Smith and individualized exemptions
bfudenbe at LAW.MIAMI.EDU
Wed Feb 12 14:44:52 PST 1997
On Wed, 12 Feb 1997, richard duncan wrote:
> I think Mike's [McConnell's] explanation of Sherbert as reconceptualized
in Smith is
> accurate. But Sandy's point remains--is the distinction between
> legislatively-defined exemptions for secular (but not religious)
> gratifications and open-ended "individualized" exemptions for secular
> (but not religious) gratifications a valid or even a coherent one?
> Suppose in Sherbert *the legislature* had defined the desire not to
> change professions as a "good" reason to refuse work. There were no
> individualized determinations, just the well-defined stautory
> exemption. So A, an unemployed law professor, refuses a job as a night
> manager at the local 7-11 because he does not wish to change
> professions. B, an unemployed convenience store manager, refuses a job
> at the same store because it required him to work on his Sabbath. A
> gets benefits; B is denied benefits. Should it matter under any coherent
> theory of Free Ex that in this case the denial is based upon
> well-defined statutory definitions of good and bad reasons?

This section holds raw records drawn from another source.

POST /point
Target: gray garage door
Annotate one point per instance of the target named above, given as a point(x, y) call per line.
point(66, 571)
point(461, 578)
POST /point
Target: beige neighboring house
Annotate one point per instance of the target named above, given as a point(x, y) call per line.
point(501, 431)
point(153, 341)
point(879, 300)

Yes! But in the opposite direction from that implicit in Prof.
McConnell's earlier post [which asked whether it should matter whether the
exemption is based on legislative, administrative, or judicial
decision-making]. Specifically, if we think the judiciary's greater
insulation from political pressures makes it more likely to give proper
weight to constitutional prohibitions, then we might find suspect a
legislative determination to exempt those claiming secular interest X, but not
free exercise interest Y. In short, because the judiciary is more
insulated, we could find judicial declarations that interest X is exempt
(as in Sherbert) more presumptively correct than legislative declarations.